Shit lady, if this is your idea of a good time I'd hate to see how you spend Thanksgiving.
She did all that for a $5 crack rock and 4 smokes
@hatchetface have you SEEN the price of cIgs lately??
I didn't send this in !!! I would never do that to a bottle of cheap booze!!!!!
Youre drinking it wrong
<3 Irish Whiskey.
That was about as sexy as a spider monkey eating his own ass,.,..,
Kermit says, "Loves me some Miss Piggy!"
I don't believe Jameson will cut her an endorsement check
@maxm60 they should sue for defamation
i hate to say it but id tap that
@boobles He meant the bottle. Take a nice, long swig.
At least the alcohol will maybe disinfect it? Maybe?
I'll let ya'll test it.
Outtakes from The Ring...
You mean "Lord of the Ring' ...
She looks like Gollum's girlfriend.,.,,.,.
@GrimmWilder what? That's not Gollum?
Difinitely a Crazyshit member.
I think she's a hoarder.
I've never tried Jamesom, I'm certainly not going to try it any time soon
@vikingshill it's ok, not anything I'd drink regularly
@vikingshill Don't be a pussy.
That Gollum walk from 0:33 make's the video
I'd hit it after I hit that bottle!
ANONYMOUS??? Clearly her name is Peggy
Send this cave bitch back to caves.
@toreal Yo wazz up homie. Da farq u been?
@ouch I've been here
New meaning to liquor in the rear?
What's WRONG with Her?
@drewstl another attention seeking useless millennial
Kiiiinnnky. This is the kind of gal that just may earn her own collar and leash one day.

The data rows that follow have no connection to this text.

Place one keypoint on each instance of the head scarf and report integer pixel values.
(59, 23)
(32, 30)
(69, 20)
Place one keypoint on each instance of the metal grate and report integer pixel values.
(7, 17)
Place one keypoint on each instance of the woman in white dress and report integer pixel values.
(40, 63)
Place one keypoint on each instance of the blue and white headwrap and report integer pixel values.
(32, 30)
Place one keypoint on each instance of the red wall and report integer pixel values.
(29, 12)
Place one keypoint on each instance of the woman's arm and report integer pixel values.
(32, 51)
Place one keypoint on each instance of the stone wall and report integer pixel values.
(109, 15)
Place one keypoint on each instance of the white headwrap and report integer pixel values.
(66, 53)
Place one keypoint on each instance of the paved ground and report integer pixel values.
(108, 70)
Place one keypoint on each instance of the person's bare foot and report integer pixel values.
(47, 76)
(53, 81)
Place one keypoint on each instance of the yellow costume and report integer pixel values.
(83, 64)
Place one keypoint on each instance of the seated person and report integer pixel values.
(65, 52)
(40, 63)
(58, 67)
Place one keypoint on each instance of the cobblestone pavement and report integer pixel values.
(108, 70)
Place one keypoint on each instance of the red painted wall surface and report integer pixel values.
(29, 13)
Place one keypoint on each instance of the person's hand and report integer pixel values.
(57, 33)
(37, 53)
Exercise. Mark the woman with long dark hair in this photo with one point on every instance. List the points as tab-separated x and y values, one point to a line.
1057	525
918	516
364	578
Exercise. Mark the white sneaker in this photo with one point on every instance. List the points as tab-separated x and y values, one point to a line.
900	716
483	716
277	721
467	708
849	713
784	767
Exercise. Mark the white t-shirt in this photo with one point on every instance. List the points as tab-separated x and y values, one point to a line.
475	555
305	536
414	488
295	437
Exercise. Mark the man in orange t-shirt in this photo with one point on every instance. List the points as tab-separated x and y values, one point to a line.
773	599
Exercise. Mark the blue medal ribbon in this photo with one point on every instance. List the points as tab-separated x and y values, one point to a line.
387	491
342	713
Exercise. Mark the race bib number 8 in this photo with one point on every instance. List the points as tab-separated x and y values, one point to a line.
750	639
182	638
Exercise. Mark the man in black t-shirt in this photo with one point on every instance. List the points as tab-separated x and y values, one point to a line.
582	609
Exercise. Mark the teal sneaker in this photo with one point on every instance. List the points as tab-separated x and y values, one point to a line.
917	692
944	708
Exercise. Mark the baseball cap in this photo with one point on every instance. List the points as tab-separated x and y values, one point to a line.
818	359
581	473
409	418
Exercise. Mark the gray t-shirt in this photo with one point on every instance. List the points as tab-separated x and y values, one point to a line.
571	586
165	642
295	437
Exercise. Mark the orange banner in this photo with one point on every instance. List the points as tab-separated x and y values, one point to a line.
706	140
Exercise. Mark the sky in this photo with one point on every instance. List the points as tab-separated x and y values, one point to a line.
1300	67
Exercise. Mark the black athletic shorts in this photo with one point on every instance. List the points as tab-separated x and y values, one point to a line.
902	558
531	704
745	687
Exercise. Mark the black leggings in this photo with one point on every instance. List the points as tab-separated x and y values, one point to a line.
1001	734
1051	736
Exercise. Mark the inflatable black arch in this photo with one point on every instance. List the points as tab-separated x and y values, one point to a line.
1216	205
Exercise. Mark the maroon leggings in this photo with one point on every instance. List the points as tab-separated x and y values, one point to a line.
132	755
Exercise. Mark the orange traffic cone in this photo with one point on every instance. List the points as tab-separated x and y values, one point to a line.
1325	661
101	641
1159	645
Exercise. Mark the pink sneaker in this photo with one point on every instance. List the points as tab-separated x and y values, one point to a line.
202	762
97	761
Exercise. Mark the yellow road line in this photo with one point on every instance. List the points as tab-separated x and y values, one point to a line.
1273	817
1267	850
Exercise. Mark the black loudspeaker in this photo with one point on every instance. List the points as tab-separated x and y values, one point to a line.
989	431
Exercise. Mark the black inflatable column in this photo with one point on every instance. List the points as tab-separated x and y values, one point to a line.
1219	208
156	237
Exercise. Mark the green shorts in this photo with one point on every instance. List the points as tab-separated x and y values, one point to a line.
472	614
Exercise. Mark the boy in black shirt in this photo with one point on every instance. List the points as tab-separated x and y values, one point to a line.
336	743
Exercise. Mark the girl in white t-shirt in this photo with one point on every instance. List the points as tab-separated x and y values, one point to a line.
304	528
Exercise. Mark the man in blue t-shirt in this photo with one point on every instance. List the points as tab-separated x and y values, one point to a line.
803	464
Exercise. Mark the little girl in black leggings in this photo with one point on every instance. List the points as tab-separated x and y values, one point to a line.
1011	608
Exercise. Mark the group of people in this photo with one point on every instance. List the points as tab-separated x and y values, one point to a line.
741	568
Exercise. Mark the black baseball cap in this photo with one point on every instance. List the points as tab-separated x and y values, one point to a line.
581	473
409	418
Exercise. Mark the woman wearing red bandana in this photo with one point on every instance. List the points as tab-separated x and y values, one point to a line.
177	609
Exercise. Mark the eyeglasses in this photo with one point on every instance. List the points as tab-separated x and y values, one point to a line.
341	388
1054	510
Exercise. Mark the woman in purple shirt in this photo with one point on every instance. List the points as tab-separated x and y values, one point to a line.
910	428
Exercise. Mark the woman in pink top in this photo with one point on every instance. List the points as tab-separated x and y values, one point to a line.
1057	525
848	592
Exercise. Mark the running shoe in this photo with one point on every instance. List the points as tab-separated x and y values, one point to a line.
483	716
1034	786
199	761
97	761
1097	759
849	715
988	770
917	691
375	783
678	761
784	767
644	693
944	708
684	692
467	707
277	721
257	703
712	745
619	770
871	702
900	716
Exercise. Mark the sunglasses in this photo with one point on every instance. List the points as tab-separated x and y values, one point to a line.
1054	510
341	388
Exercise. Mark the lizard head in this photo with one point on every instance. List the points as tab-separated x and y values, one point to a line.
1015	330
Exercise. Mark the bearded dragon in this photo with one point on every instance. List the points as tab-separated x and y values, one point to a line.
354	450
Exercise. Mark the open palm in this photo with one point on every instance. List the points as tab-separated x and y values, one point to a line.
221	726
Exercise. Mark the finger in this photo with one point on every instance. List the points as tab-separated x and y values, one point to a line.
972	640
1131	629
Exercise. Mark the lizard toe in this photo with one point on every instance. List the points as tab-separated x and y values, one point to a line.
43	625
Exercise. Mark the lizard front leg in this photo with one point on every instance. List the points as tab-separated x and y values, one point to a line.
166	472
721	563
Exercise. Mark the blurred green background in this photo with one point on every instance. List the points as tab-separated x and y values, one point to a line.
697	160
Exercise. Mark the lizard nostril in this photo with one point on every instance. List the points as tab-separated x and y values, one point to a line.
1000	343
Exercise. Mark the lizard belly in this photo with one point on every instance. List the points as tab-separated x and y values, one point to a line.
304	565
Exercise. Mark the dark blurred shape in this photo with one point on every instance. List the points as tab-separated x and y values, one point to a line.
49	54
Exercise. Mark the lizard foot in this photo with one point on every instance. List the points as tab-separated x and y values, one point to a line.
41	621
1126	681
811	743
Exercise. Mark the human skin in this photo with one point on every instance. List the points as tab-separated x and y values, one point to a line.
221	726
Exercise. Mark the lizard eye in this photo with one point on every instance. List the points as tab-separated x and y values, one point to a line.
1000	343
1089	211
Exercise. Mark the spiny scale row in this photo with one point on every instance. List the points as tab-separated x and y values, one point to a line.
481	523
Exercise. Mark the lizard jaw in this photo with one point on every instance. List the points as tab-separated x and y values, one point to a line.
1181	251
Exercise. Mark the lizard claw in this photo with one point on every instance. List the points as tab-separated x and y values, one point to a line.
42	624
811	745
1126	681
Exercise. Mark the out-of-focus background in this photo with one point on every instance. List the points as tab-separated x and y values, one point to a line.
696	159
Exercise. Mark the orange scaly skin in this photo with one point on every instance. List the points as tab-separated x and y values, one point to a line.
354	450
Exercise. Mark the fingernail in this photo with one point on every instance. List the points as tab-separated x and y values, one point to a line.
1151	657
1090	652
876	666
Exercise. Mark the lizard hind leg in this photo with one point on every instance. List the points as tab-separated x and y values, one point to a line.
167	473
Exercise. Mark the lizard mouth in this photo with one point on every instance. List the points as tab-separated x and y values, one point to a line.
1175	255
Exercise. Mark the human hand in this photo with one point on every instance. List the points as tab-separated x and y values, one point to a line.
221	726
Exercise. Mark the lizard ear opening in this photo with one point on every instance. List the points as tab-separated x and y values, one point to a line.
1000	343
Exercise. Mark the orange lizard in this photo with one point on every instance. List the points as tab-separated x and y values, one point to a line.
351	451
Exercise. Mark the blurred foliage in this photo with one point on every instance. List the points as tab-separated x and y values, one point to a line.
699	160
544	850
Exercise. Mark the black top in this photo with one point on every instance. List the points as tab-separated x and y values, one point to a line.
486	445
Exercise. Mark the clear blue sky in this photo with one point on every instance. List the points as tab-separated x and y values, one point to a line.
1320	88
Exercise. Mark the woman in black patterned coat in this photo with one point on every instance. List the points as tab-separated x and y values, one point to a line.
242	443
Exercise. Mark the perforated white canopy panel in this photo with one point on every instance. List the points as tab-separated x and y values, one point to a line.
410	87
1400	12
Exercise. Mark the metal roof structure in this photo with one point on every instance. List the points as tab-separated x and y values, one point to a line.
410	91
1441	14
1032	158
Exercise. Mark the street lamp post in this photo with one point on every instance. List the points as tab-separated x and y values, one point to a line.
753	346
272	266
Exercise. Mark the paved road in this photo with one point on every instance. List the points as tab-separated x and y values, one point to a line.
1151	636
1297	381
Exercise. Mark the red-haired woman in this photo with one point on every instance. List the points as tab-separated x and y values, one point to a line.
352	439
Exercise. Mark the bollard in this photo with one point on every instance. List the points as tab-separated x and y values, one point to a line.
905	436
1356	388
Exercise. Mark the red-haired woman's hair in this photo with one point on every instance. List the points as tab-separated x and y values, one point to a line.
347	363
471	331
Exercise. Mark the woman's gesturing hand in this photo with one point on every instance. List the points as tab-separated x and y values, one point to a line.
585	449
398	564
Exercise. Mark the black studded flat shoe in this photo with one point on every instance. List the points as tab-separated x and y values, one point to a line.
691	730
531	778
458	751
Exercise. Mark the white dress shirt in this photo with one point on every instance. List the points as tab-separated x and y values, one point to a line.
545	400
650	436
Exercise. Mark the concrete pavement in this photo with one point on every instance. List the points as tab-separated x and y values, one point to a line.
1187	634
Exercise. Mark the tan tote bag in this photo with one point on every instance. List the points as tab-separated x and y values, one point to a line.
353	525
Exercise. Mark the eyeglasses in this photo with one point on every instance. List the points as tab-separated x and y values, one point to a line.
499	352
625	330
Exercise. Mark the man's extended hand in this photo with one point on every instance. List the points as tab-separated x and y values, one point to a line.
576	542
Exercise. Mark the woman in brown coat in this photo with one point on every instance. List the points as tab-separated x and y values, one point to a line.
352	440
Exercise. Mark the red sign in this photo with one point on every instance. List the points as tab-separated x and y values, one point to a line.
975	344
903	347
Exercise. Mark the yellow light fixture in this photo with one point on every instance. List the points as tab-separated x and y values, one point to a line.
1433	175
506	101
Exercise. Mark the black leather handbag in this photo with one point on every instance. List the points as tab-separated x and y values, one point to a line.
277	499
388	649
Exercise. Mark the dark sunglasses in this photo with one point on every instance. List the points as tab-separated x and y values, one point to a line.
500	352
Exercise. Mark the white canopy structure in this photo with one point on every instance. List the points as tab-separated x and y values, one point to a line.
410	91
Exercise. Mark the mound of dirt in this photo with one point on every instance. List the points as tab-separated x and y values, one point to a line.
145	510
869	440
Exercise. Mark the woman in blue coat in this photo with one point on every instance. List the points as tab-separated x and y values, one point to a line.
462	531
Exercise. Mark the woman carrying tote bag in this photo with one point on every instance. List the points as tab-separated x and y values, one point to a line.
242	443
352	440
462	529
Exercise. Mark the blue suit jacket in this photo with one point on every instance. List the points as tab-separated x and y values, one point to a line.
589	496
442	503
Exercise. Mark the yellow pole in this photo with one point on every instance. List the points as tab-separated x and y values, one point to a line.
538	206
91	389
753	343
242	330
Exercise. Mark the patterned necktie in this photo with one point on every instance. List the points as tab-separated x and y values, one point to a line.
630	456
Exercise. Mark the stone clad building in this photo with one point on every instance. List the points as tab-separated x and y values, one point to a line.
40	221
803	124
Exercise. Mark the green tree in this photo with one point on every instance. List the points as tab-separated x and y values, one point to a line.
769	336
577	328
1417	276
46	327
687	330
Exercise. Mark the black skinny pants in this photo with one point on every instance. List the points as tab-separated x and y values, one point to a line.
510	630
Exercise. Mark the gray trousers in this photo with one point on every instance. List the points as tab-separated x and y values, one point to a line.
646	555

She needs to be handcuffed, spanked, and have some mouse-traps on her tits!
I'm sure she will be showing me her gratitude later for some much needed guidance.
@fiddledeedee rick james material
From what I've read about Rick James he was pretty far out there.
Nothin' wrong with some safe, consensual S&M that pleases both partners.
One way to stop people touching your liquor
Even she knows that she needs to hang her pussy out to dry.
...got the wrong hard licker on your bits!
Silly cave monkey
'Scuse me Missy could you try and loosen the lid on this jamjar for me?'
Amateur, ouch does that with a sparkletts bottle .
@acairman LMMFAO OH Knee slapp'n' stuff
says the guy with a gay predator avatar lol FAG
@vivalamigra sounds like you are talking about Dump...
@prolurkercrazy Or Hillary's new book. Trump "made faces" at her causing her to lose the election.
@vivalamigra I do have to give that one to you. It does sound like a whinny, snotty book
@prolurkercrazy I wholeheartedly agree
Jameson released, "sex sells, that's why."
new tv commercial for Jameson
" ERIN GO BRAGH"
so if i flash my hairy manboobs and put a random objekt in my ass will i get uploaded as fillercontent on CS?
@berget dear God, please don't
so tired of all the porn theres like 250trillionfuckawattgigabytes of porn on the internet already
im telling you one more pornclip and ill use one of my boobs as an avatar
Instead of using your asshole.
I bet that Jameson tastes like shit now.
she told me that only my dick goes in ther!!!! bitch.
Didn't even bother to watch another brainless, useless millennial.
WTF be wrong wit u?
Can you approach the camera any more fuckin creepier... Fucking zombie...
She's just hanging the curtains out to dry.
There is nothing sexy about anal. Waste comes out of the anus.
says the bugger baby...
I think she is a virgin......somewhere.
Anonymous? Someone here knows her I'm sure.
That was the least sexiest crawl I've ever seen.
Along with those clothespins I'm sure there were also plenty of coat hangers inside that rancid cunt.
Come here you skinny little skank!
That's the way I feel after I drink Jameson too.
This is why you have fingers
I would like to put clothes pins on her pussy.
Wondered why my Jameson Whiskey tasted like Jim Beam...Shit.
Liquor and Whores
d definetly hit it!
Your fucking lucky that bottle was empty.
Very cool chick but no tits so I won't save.